Seven new papers have been published this month in The Biochemical Journal, representing a major collaboration between multiple groups at the Francis Crick Institute in London, University College London and The University of Dundee. Led by John Diffley at the Francis Crick Institute, with important contributions in Dundee from the groups of Yogesh Kulathu and Karim Labib in the MRC Protein Phosphorylation and Ubiquitylation Unit, together with Vicky Cowling in the division of Gene Regulation and Expression, the idea was to ‘repurpose’ existing drugs to combat the SARS-CoV-2 virus that causes COVID19. Existing drugs and other chemical compounds were screened to search for ones that might fortuitously interfere with the molecular machinery of SARS-CoV-2, at the same time as inhibiting the cellular machinery to which each drug or small chemical compound was originally developed.
So far, the main approach to combating the COVID19 pandemic has been via the development of vaccines, which prevent severe disease by interfering with entry of SARS-CoV-2 into human cells. The vaccines bind tightly to the virus’s ‘Spike protein’ on the surface of the viral particle, thereby preventing the spike protein from engaging the surface of the host cell (a step that normally triggers viral entry). Multiple vaccines to the SARS-CoV-2 spike protein have been developed in record time, but affordable treatments are still needed for those people who develop the disease, particularly those who are not yet vaccinated. In addition, it is possible that mutations in the spike protein could lead to variants of the virus that are resistant to current vaccines. For these reasons, it is also important to develop treatments for COVID19 that are based on drugs that inhibit the proliferation of the virus once it has gained entry to our cells. The virus forces our cells to produce a series of molecular machines or enzymes, which are essential for viral replication but are not required for human cell biology. These enzymes have been slow to change during viral evolution, suggesting that drug resistant viruses might be slow to emerge, in contrast to the rapid acquisition of mutations in the viral spike protein.

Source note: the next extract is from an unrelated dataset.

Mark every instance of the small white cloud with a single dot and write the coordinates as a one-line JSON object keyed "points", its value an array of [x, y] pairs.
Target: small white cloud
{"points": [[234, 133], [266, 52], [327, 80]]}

Moreover, drugs that inhibit the enzymes of SARS-CoV-2 might also be effective against other related coronaviruses.
Each of the seven new papers describes a screen for small molecules that inhibit one of the essential enzymes of SARS-CoV-2. The project was only possible by bringing together expertise from multiple labs in several leading institutions. Three of the studies involved important contributions from the groups of Yogesh Kulathu (Lee Armstrong, Sven Lange), Karim Labib (Tom Deegan & Ryo Fujisawa) and Vicky Cowling. These papers describe the successful identification of chemical inhibitors for the seven enzymes from SARS-CoV-2. Some of these inhibitors are already in clinical use to treat other diseases and could potentially be repurposed for COVID19, whereas others might be leads for future drug development. Considered together, the newly characterised inhibitors represent a ‘chemical toolbox’ with which to study the biology of SARS-CoV-2 and develop new treatments. The project also illustrates the potential for developing new anti-viral drugs that might have broad efficacy across groups of viruses. Such drugs would not only complement the development of vaccines but might also provide a very important ‘first line of defence’ to new viral threats, whilst new vaccines are still being developed.
More details about this work can be found in the newly published set of seven papers, together with a commentary from Professor Ron Hay in the division of Gene Regulation and Expression at the University of Dundee.